My machine is 64 bit. My code as below:

unsigned long long periodpackcount=*(mBuffer+offset)<<32|*(mBuffer+offset+1)<<24|*     (mBuffer+offset+2)<<16|*(mBuffer+offset+3)<<8|*(mBuffer+offset+4);

mBuffer is unsigned char*. I want to get 5 bytes data and transform the data to host byte-order. How can I avoid this warning ?

Answer 1

Sometimes it's best to break apart into a few lines in order to avoid issues. You have a 5 byte integer you want to read.

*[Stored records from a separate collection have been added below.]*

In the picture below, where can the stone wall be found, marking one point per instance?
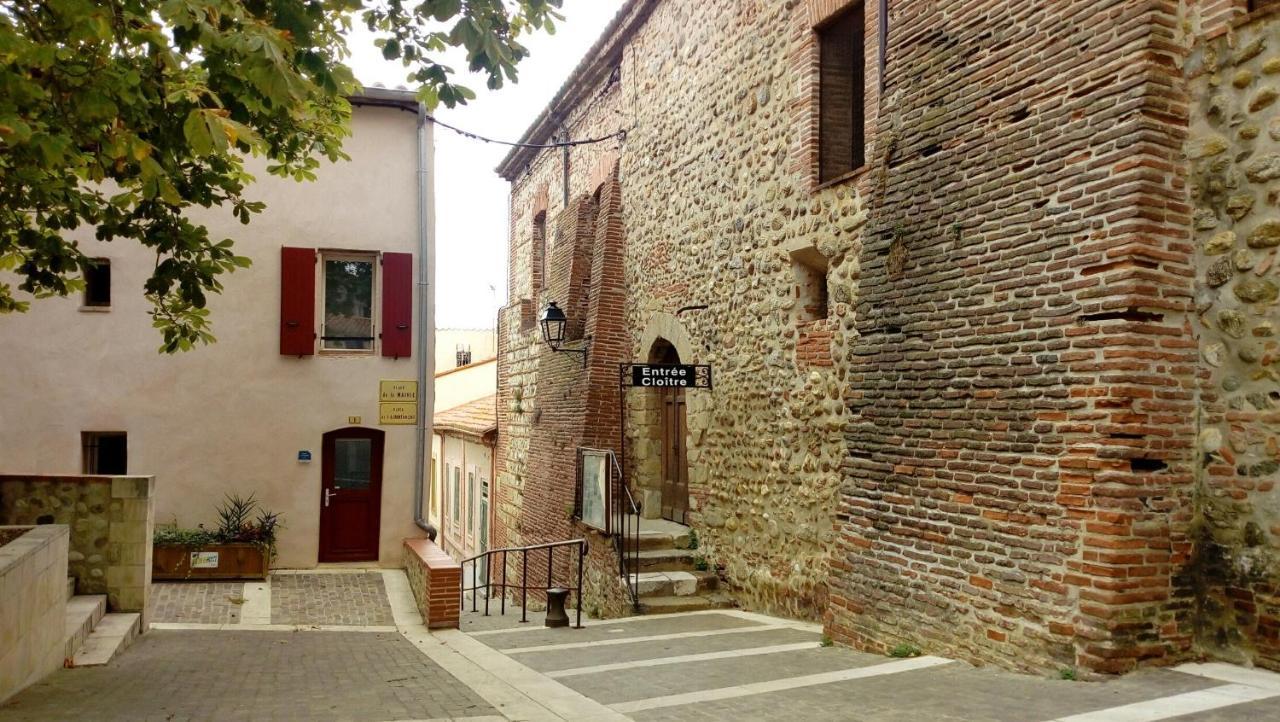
(711, 210)
(112, 521)
(1036, 311)
(32, 604)
(1233, 575)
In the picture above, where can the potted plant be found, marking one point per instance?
(242, 547)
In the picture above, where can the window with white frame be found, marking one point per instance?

// Create the number to read into.
uint64_t number = 0;  // uint64_t is in <stdint>
char *ptr = (char *)&number;

// Copy from the buffer. Plus 3 for leading 0 bits.
memcpy(ptr + 3, mBuffer + offset, 5);

// Reverse the byte order.
std::reverse(ptr, ptr + 8);  // Can bit shift here instead

Probably not the best byte swap ever (bit shifting is faster). And my logic might be off for the offsetting, but something along those lines should work.

The other thing you may want to do is cast each byte before shifting since you're leaving it up to the compiler to determine the data type *(mBuffer + offset) is a character (I believe), so you may want to cast it to a larger type static_cast<uint64_t>(*(mBuffer + offset)) << 32 or something.